There are a huge amount of statistics out there around housing, but I find it best to keep it simple and look at supply and demand drivers. In the 5 years between the 2013 and 2018 census there were 102,354 new homes built. New Zealand’s population grew by 457,707 over that same time – that is 4.5 people PER HOME. It has been evident for a long time now that NZ’s population is outstripping its available housing stock and there will remain a huge demand for property.

Interest Rates

We saw earlier this week the OCR cut to a never seen before low of 0.25% accompanied with commentary that it will be that low for at least 12 months. The banks have committed to pass this cut (at least in the short term) straight through to consumers and we are currently seeing fixed rates sit a little over 3%.

It is only a matter of time before these fall into the 2’s and I believe will stay there for a long time. What isn’t always appreciated is that whilst the market is soft, New Zealand needs to keep rates below those globally, to ensure our currency doesn’t appreciate too heavily, harming our exporters (Tourism and Dairy). I don’t anticipate global rates lifting materially any time soon and thus NZ rates will remain low for the foreseeable future.

The reserve bank has also given lenders a reprieve with their capital requirements pushing the new restrictions out 12 months.

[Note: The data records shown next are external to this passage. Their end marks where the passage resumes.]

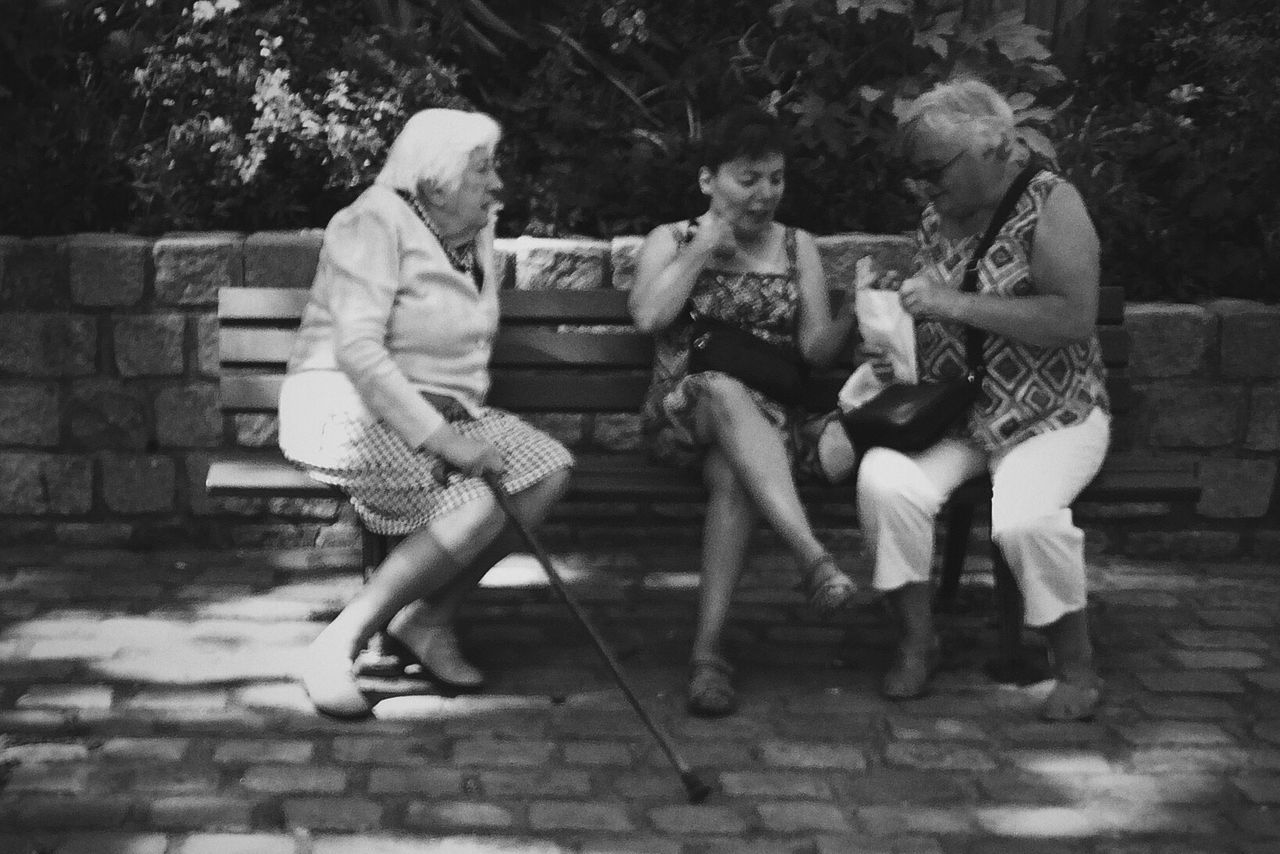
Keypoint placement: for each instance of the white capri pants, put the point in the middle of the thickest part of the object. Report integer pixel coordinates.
(1033, 485)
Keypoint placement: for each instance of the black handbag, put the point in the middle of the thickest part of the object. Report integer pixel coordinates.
(771, 369)
(913, 418)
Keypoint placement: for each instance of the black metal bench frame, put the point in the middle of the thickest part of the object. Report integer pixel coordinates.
(575, 351)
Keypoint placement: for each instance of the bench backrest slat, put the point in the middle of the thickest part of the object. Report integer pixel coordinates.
(557, 351)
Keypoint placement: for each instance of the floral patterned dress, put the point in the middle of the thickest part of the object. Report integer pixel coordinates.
(764, 304)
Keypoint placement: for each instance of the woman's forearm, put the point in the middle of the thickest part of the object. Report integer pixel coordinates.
(657, 301)
(1045, 320)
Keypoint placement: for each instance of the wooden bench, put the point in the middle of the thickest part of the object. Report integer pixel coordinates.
(575, 351)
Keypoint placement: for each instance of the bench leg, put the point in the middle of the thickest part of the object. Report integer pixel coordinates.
(954, 547)
(1015, 662)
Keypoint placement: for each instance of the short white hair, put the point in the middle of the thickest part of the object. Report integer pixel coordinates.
(964, 105)
(435, 146)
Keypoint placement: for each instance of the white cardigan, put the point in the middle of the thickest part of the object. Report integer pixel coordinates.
(391, 315)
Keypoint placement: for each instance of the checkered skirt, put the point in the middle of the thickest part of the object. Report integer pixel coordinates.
(396, 489)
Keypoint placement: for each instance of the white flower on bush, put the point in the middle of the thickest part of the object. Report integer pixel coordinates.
(1185, 94)
(204, 10)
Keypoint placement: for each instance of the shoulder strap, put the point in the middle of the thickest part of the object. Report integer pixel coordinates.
(977, 338)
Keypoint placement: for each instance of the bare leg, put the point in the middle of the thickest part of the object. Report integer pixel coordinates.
(424, 562)
(426, 625)
(917, 654)
(730, 519)
(754, 450)
(728, 419)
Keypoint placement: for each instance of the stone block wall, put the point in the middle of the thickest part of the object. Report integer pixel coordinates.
(109, 396)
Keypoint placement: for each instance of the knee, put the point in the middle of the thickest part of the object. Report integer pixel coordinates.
(1027, 529)
(722, 482)
(723, 397)
(890, 479)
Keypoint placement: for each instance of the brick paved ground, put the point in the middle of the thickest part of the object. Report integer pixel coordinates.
(146, 707)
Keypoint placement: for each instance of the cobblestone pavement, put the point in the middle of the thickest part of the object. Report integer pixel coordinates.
(146, 707)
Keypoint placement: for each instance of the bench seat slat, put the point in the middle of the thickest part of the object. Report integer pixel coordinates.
(625, 476)
(540, 347)
(528, 306)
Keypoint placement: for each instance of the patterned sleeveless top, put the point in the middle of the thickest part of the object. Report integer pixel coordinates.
(1028, 389)
(763, 304)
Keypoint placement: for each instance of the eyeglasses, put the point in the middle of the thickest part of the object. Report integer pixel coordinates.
(933, 174)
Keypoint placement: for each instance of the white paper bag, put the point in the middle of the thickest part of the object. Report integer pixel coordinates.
(885, 327)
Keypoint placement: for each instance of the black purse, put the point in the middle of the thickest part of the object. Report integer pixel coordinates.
(913, 418)
(771, 369)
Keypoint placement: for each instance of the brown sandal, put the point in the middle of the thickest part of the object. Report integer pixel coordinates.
(1073, 700)
(826, 584)
(909, 675)
(711, 693)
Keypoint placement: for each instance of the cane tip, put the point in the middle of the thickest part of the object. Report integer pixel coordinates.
(696, 788)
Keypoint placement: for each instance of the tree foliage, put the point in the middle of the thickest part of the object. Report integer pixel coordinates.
(147, 115)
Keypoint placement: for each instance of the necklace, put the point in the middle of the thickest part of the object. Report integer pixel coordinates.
(464, 260)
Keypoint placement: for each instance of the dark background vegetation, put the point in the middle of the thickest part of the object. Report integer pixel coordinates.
(154, 115)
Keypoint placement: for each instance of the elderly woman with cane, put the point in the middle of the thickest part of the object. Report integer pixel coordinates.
(1041, 423)
(384, 397)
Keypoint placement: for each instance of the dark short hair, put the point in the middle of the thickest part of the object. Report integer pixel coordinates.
(744, 132)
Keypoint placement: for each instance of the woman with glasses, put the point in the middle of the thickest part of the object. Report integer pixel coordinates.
(1041, 424)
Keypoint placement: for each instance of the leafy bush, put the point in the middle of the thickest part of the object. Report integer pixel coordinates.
(1171, 138)
(210, 114)
(149, 115)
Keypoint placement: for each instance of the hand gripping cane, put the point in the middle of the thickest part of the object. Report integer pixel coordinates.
(695, 788)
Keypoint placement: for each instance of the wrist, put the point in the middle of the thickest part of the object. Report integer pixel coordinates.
(959, 309)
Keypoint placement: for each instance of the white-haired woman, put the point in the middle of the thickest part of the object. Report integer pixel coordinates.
(384, 398)
(1041, 425)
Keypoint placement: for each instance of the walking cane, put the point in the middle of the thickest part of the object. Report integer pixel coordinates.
(695, 788)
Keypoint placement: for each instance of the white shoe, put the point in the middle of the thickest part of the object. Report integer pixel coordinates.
(329, 681)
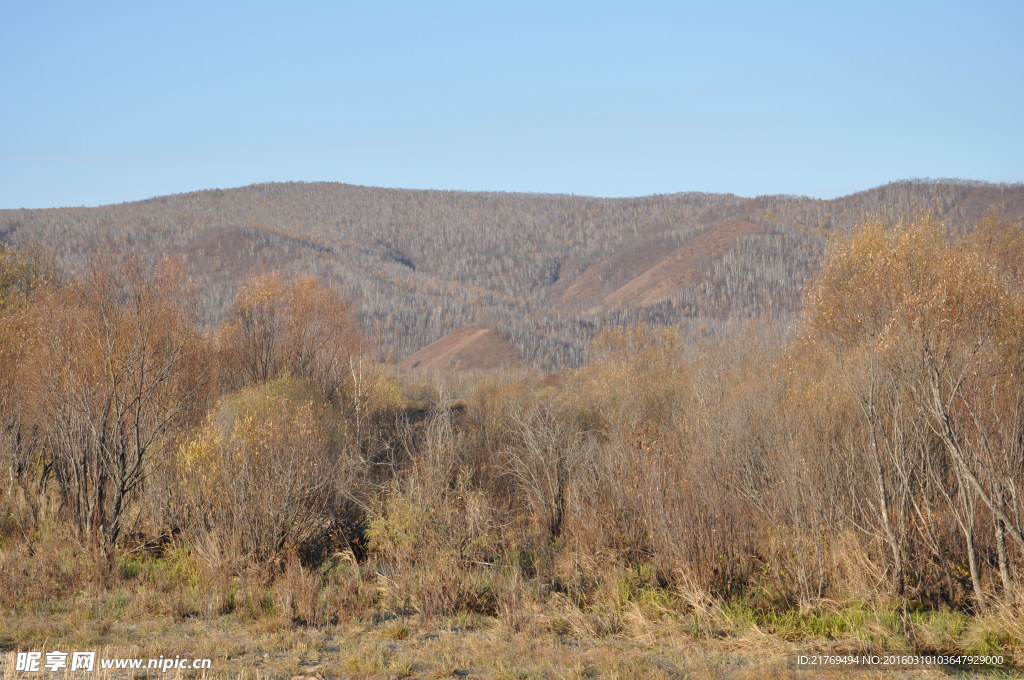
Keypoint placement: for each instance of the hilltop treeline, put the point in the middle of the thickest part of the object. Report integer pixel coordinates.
(422, 264)
(873, 457)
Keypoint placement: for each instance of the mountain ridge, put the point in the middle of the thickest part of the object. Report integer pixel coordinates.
(544, 270)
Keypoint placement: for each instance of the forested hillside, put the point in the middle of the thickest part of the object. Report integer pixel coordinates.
(546, 271)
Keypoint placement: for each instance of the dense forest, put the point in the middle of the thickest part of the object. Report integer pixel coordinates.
(547, 271)
(857, 476)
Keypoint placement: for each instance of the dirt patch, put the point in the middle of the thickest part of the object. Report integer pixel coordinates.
(468, 348)
(681, 268)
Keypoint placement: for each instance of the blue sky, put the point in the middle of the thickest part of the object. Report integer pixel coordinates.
(108, 101)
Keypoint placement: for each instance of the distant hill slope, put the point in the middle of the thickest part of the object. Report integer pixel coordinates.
(468, 348)
(545, 271)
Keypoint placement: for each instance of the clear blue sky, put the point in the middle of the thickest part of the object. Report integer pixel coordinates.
(104, 101)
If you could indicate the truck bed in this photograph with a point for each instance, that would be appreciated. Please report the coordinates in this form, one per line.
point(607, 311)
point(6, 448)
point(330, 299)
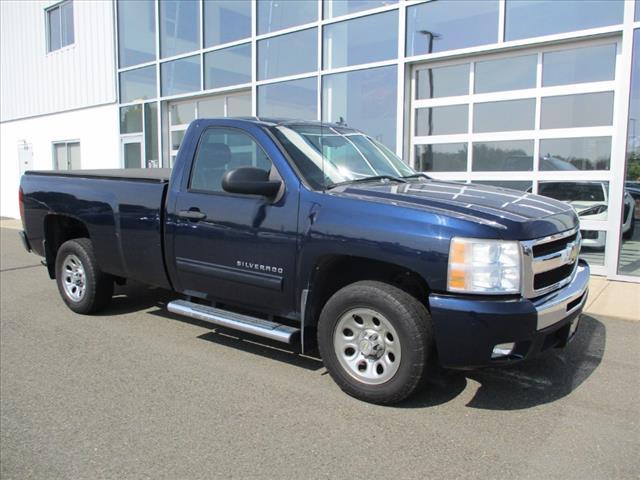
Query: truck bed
point(142, 174)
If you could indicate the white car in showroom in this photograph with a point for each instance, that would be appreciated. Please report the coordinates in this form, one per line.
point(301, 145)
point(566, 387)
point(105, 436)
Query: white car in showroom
point(591, 200)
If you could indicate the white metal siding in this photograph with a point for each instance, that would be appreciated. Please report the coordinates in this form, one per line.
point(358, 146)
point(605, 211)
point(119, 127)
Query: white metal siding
point(80, 75)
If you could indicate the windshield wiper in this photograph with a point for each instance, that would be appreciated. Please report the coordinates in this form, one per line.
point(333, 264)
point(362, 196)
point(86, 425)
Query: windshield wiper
point(416, 175)
point(367, 179)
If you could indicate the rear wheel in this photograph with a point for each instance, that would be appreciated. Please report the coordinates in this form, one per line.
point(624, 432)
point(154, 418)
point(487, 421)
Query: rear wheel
point(375, 340)
point(82, 285)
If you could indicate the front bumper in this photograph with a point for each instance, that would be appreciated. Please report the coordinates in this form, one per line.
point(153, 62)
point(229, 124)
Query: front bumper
point(468, 328)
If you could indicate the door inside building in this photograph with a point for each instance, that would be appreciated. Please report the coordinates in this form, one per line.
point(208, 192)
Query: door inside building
point(183, 112)
point(132, 151)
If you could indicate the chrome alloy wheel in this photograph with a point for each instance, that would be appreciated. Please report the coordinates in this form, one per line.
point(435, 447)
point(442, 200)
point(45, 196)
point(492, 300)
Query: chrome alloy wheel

The consensus is that this has released somewhere close to $40bn+ available capital.

The cumulative effect of this is that we can expect an ease in credit policy with the banks providing greater access to capital to the general market.

Despite the above, the current travel restrictions, possible layoffs and general market sentiment is likely to see a compression in asset values as people wait to see what happens. This however will provide opportunity to a few who have a long enough horizon to look beyond the next 12 months and out to the future. The fundamentals point to a rebound at some stage and the best way to take advantage of it is to be in near the bottom. You may be on the hook for some short term pain in asset value but the long term gains could prove invaluable.

Don’t be a deer in the headlights – now is not the time to freeze but rather the time to seize.